We Have Won
We Have WonCourtesy of WOWSA.
One extremely liberal view in the open water swimming world is to define marathon swimming as a swim which pushes the swimmer further than what they initially thought possible. That is, while a marathon swim is defined differently by many different organizations, a marathon swim can also be self-defined by and for each individual.
When Pheidippides, the original marathon runner, ran 40 km (25 miles) from Marathon* to Athens in order to announce the Greek victory over Persia in the Battle of Marathon (490 BC), he reportedly said, “Νενικήκαμεν” (or Nenikékamen, ‘We have won’).
In this unconventional definition of marathon swimming, the beauty of open water swimming is that everyone can feel like a winner upon reaching the shore – no matter what their distance, time, placing, venue or age division.
While a marathon swim distance can be 72 miles for Penny Palfrey in Hawaii, 21 miles for Petar Stoychev across the English Channel or 25 km for Maarten van der Weijden in a FINA world championship, it can also be 5 km for a masters swimmer or 1 mile for a young age-group swimmer.
The sport of open water swimming is vast and expansive.

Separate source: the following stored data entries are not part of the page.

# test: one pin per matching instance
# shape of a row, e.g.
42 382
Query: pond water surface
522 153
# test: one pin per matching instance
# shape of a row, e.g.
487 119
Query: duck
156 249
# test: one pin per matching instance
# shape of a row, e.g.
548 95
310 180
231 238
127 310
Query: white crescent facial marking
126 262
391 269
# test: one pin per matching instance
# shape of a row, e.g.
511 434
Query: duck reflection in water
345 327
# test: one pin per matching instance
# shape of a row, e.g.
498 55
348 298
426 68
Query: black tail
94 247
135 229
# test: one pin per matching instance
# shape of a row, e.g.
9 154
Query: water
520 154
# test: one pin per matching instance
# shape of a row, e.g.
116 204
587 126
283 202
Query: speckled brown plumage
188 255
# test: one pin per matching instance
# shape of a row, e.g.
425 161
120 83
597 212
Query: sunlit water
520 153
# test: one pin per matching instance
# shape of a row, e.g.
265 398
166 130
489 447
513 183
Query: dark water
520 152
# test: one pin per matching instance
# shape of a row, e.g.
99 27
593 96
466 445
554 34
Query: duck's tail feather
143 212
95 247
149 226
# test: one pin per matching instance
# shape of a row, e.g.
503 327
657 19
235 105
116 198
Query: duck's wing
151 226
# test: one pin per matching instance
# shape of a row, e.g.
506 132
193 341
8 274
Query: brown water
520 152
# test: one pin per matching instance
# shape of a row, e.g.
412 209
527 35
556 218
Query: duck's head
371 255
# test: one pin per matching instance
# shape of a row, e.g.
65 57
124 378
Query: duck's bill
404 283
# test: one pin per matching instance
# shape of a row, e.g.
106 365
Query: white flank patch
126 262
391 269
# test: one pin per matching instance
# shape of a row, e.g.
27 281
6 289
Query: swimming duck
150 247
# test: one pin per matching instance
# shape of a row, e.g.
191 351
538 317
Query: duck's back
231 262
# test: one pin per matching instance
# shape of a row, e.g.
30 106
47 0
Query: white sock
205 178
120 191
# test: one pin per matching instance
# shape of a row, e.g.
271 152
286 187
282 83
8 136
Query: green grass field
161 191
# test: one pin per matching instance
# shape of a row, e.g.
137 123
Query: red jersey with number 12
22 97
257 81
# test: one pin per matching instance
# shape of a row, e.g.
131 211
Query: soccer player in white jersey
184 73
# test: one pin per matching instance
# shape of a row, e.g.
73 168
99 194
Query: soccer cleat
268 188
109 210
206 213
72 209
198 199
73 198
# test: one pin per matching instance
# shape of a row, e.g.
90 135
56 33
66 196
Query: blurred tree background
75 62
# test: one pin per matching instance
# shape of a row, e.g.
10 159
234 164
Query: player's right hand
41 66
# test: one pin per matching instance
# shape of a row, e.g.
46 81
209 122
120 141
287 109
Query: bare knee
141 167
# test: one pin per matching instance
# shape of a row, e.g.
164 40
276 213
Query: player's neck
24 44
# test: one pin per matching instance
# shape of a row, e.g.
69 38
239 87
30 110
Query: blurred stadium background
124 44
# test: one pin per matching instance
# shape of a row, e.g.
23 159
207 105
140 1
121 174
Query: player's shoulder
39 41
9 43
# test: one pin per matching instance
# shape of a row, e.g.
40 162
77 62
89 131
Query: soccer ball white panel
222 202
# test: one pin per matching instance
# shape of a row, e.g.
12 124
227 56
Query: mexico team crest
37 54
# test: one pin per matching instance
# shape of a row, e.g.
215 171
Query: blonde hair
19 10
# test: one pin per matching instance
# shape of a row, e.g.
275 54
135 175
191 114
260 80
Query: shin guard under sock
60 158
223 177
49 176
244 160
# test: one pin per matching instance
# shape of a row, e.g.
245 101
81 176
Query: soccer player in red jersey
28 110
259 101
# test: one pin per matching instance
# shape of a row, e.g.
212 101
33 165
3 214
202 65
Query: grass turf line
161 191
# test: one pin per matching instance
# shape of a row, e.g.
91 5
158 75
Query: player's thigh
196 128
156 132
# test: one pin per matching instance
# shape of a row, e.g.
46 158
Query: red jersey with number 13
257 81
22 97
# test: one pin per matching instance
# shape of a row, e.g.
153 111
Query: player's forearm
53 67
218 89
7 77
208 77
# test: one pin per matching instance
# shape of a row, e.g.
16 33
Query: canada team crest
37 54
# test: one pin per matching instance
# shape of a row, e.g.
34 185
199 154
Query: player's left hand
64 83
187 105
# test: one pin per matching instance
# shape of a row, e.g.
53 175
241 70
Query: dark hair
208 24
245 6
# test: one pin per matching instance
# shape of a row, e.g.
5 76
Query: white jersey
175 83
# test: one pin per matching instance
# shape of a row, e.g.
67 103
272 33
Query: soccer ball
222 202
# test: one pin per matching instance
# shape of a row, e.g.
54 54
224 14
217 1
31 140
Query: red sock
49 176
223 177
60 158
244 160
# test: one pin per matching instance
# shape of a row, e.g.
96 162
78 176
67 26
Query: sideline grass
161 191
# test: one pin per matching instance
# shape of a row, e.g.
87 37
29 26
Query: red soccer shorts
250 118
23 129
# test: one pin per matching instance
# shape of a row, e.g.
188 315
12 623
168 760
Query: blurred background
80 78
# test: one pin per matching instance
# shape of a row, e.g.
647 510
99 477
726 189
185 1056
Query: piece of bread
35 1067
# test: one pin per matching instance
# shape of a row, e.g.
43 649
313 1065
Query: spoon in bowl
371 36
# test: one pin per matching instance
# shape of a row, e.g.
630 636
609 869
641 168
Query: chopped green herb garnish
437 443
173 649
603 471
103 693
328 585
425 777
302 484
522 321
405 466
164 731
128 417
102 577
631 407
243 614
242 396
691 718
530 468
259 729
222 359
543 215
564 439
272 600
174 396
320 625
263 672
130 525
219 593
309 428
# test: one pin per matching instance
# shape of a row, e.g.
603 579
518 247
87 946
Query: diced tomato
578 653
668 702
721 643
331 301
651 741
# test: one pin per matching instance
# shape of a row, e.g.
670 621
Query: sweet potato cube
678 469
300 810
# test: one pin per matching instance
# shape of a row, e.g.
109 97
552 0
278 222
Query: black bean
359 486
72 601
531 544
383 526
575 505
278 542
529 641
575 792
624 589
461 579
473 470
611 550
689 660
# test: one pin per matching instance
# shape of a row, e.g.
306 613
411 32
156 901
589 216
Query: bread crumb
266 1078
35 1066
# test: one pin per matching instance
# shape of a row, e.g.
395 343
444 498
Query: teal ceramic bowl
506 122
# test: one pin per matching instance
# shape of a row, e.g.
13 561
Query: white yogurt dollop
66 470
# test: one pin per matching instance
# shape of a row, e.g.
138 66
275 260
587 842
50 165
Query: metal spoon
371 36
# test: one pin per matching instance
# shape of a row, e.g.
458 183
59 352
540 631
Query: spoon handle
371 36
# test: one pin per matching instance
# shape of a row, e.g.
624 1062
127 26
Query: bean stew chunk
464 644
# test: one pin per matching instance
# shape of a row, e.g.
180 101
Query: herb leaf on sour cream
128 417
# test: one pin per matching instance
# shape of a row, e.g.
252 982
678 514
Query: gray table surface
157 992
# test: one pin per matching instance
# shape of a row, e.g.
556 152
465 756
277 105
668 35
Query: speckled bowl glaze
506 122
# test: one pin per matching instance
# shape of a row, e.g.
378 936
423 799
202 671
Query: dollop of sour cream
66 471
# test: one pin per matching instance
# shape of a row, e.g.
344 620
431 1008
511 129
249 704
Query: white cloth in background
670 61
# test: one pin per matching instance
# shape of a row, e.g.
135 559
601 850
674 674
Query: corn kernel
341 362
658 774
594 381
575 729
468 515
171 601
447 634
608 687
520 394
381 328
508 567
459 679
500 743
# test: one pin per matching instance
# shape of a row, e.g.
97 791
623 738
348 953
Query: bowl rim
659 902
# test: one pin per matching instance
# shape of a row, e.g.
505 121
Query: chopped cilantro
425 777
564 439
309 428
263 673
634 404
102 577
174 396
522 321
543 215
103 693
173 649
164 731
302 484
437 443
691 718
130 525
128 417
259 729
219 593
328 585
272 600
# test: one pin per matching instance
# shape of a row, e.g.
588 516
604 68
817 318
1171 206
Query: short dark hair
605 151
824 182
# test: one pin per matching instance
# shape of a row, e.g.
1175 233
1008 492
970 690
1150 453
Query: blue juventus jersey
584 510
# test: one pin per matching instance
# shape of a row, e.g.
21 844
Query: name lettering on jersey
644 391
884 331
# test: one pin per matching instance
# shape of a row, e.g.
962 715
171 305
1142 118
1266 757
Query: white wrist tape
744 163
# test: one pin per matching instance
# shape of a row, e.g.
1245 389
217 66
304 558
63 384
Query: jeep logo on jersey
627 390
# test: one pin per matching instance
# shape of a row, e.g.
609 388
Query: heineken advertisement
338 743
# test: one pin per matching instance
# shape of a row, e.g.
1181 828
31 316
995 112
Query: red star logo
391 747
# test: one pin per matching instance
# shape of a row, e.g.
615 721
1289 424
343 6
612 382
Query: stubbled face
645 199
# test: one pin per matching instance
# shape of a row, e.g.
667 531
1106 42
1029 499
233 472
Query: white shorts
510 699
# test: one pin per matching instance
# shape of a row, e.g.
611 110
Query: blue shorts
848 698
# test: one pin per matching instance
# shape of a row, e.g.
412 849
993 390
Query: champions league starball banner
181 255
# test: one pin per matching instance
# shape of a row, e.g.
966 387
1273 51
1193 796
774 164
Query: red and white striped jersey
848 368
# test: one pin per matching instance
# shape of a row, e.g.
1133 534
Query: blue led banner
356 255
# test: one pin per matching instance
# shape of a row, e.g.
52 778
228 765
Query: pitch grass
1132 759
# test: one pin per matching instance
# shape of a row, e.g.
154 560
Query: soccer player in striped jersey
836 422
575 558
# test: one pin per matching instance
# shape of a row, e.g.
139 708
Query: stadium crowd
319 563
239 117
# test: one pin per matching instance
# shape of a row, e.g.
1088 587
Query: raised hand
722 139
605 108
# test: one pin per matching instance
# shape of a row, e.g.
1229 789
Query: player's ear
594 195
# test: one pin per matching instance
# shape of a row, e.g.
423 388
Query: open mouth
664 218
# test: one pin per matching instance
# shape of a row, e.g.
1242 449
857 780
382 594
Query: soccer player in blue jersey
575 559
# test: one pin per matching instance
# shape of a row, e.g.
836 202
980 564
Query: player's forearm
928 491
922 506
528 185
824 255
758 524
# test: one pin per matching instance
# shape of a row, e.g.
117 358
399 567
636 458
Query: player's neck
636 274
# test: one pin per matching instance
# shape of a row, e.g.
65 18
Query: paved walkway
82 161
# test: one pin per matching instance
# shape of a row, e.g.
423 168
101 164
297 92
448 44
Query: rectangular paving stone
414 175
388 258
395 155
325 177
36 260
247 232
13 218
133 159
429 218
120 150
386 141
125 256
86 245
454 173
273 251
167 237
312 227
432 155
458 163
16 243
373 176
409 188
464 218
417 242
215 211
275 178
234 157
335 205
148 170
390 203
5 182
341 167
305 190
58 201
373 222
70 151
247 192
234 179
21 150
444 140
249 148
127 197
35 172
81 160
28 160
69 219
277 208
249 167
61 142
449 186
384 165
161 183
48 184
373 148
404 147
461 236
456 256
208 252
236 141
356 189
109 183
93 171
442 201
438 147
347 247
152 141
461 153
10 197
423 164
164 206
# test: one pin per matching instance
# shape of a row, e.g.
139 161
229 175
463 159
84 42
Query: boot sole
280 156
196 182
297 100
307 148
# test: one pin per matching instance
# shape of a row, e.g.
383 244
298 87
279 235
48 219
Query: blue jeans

It includes everything from Polar Bear Swims, lifeguard competitions, wild swimming, and triathlon swims to masters swims in lakes, sanctioned international pro races in oceans and channel swimming. The Daily News of Open Water Swimming attempts to cover every aspect of the sport because there is truly a distance, venue or temperature for everyone.
* Marathon, Greece – where the first world open water swimming championships will be held for Special Olympics athletes at the 2011 World Games.